Le choc des mots, le poids des explications

En 2021, l’association de défense des consommateurs et des usagers CLCV a ainsi lancé des actions pour pratiques commerciales trompeuses contre Nespresso et sa maison-mère Nestlé (visant la communication sur un café « neutre en carbone » et des capsules « 100 % recyclables »), la marque d’eau minérale Volvic (bouteille « 100% recyclée » et « 100% recyclable ») et le fournisseur d'électricité suédois Vattenfall, à qui elle reproche notamment l’utilisation des termes « neutre en carbone » dans la présentation de l’une de ses offres. Le 19 avril 2022, le juge du tribunal judiciaire de Paris a rejeté toutes les demandes de CLCV concernant Vattenfall : il a jugé que la présentation de l’offre était suffisamment précise et transparente pour le consommateur et qu’aucune pratique déloyale n’était caractérisée.

Dernièrement, TotalEnergies été assigné en justice pour pratiques commerciales trompeuses en mars 2022 par trois ONG qui lui reprochent d’induire les consommateurs en erreur quant à son engagement « net zéro ». Le recours vise, pour l’essentiel, deux messages d’une campagne publicitaire de 2021 ayant trait à son engagement vers la neutralité carbone d’ici 2050 et à des déclarations sur le gaz fossile. Après le refus des ONG d’en passer par une médiation, la prochaine audience devant le tribunal de Paris a été fixée en mars 2023.
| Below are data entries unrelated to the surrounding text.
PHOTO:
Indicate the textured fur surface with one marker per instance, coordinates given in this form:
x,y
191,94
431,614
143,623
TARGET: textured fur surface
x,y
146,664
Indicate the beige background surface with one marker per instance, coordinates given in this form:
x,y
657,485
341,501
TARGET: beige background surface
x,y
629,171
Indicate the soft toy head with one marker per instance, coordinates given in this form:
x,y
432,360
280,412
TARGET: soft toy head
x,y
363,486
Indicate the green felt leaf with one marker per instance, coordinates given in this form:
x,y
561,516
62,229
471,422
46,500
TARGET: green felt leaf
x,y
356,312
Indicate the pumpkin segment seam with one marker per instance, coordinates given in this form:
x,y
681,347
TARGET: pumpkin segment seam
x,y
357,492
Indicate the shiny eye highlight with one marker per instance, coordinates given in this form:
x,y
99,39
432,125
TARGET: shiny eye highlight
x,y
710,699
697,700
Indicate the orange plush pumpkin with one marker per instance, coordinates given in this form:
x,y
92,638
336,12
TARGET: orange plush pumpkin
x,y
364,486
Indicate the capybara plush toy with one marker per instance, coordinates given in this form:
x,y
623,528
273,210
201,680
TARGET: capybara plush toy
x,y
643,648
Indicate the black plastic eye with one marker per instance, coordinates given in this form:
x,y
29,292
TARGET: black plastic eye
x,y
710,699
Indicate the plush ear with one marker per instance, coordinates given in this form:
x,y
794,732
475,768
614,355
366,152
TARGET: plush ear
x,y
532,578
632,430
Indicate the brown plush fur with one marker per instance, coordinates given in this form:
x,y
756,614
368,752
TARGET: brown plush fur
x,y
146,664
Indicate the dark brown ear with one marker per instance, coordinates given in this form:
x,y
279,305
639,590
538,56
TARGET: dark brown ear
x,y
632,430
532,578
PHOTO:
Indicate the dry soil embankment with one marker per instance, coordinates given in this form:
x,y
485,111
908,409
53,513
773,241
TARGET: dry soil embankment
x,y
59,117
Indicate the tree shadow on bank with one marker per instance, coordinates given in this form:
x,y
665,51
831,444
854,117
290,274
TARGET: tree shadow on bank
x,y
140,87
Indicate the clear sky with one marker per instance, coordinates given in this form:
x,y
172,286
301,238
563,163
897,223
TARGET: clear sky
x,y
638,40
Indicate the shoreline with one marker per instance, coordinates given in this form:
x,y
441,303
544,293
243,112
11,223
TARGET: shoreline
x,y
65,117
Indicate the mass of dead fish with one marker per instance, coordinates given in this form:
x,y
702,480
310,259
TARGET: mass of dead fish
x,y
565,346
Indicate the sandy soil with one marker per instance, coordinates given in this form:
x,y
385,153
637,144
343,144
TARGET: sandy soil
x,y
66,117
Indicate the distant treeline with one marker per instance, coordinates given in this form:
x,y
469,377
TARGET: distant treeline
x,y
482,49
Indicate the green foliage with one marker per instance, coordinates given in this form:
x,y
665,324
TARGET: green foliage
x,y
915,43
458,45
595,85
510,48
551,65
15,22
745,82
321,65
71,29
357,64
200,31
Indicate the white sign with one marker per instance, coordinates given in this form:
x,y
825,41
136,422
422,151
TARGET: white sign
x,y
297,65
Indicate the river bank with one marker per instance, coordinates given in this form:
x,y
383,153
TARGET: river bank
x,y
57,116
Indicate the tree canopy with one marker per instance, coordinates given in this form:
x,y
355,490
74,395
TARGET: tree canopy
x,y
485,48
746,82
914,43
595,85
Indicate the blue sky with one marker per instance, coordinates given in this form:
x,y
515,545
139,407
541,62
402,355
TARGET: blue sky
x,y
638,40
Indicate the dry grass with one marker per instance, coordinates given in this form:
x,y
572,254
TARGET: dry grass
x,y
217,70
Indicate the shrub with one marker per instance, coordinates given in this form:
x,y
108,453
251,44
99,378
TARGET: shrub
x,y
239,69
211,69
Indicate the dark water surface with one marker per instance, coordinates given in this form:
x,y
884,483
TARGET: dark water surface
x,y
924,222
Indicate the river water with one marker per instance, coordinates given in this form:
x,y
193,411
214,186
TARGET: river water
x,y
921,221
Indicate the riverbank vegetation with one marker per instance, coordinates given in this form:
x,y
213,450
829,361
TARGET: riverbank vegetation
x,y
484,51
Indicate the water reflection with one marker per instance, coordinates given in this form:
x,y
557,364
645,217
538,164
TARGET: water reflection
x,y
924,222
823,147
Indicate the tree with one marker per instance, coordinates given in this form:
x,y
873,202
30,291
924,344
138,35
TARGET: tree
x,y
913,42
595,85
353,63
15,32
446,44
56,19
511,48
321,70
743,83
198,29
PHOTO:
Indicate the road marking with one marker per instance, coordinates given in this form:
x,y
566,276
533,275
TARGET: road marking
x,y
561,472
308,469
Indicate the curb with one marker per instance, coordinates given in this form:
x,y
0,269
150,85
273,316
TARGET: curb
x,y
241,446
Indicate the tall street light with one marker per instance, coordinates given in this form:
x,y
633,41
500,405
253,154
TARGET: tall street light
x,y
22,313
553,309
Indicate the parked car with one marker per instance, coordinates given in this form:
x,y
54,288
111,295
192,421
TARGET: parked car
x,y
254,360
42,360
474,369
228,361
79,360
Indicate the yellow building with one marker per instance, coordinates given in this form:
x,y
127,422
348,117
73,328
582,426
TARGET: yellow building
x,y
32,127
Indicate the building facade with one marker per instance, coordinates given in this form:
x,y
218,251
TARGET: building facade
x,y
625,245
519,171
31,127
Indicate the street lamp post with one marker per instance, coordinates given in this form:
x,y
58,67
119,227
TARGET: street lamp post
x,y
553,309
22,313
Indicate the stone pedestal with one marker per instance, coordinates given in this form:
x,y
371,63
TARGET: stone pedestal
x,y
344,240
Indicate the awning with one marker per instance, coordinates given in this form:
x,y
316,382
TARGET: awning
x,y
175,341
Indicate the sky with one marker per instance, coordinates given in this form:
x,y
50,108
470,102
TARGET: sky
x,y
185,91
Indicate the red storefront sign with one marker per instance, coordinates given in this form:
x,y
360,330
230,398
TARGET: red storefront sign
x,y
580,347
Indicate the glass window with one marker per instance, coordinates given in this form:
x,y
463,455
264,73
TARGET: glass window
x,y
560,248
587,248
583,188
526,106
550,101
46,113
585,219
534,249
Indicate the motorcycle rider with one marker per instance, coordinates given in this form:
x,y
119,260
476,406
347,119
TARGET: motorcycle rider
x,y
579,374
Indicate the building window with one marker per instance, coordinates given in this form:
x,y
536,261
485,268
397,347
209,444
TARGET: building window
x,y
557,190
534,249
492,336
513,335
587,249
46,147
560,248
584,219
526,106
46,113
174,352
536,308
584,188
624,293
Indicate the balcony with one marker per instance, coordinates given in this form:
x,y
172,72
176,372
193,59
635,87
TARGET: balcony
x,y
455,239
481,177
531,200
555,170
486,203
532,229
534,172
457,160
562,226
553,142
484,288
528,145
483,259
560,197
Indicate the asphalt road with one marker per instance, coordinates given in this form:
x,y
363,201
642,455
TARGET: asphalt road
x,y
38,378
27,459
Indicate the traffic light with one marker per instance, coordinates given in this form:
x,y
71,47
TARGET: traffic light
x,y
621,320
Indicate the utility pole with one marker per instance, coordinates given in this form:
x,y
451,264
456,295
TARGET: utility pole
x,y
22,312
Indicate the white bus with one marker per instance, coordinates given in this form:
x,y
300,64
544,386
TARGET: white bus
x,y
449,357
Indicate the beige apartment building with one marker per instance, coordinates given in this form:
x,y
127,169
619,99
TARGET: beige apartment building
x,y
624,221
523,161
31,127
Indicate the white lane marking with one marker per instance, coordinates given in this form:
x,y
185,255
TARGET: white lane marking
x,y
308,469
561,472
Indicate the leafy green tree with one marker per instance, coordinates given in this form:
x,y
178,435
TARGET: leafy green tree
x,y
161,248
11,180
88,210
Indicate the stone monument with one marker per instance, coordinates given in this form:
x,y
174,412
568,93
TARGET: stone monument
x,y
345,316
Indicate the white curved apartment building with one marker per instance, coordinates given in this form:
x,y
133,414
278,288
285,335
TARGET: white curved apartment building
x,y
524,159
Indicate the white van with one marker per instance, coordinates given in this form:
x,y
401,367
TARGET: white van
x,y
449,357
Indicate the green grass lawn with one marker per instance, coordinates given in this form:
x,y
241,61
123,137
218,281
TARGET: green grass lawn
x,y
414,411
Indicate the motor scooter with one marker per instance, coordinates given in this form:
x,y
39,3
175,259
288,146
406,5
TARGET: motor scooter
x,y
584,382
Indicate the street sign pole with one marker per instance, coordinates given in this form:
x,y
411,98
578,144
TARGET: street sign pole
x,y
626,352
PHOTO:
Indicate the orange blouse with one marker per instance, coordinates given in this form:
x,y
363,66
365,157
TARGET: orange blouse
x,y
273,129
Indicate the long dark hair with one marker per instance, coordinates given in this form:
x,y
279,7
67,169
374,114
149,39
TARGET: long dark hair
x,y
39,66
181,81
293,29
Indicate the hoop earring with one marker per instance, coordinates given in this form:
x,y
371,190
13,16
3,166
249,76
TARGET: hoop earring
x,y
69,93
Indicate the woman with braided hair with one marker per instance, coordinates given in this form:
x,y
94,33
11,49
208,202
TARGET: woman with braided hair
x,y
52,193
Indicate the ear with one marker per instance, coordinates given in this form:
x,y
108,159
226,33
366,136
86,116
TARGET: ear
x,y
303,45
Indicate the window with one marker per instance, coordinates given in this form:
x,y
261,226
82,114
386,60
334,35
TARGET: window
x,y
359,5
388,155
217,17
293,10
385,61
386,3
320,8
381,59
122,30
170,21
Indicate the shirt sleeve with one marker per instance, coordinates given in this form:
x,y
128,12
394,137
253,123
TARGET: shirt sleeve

En juin 2022, les marques Adidas et New Balance ont été assignées en justice pour pratique commerciale trompeuse parce qu’elles présentent leurs baskets fabriquées à partir de plastique recyclé comme une solution pour préserver la planète. Dans son recours, l’association Zero Waste France s’appuie notamment sur un avis du Jury de déontologie publicitaire de l’Autorité de régulation de la publicité concernant une publicité d’Adidas qui reprend le même argument. « Les avis du Jury de déontologie peuvent faire partie d’une stratégie contentieuse, pour se constituer des preuves », pointe Emmanuelle Brunelle.

Informer et communiquer avec prudence

De façon plus générale, toutes les informations fournies par les entreprises en matière environnementale, « y compris dans les documents de référence » tels que la déclaration de performance extra-financière, constituent « une potentielle source de contentieux » portés « par des associations ou des actionnaires activistes », poursuit-elle. Même les résolutions Say on Climate sont « une possible source de contentieux, ou de précontentieux en interne, s’il y a un décalage entre les objectifs et les résultats ». Selon le bilan établi par le Forum pour l’investissement responsable, trois entreprises ont adopté une résolution Say on Climate en France (Atos, TotalEnergies et Vinci) et dix en 2022 (Amundi, Carrefour, EDF, Elis, Engie, Getlink, Icade, Mercialys, Nexity, TotalEnergies).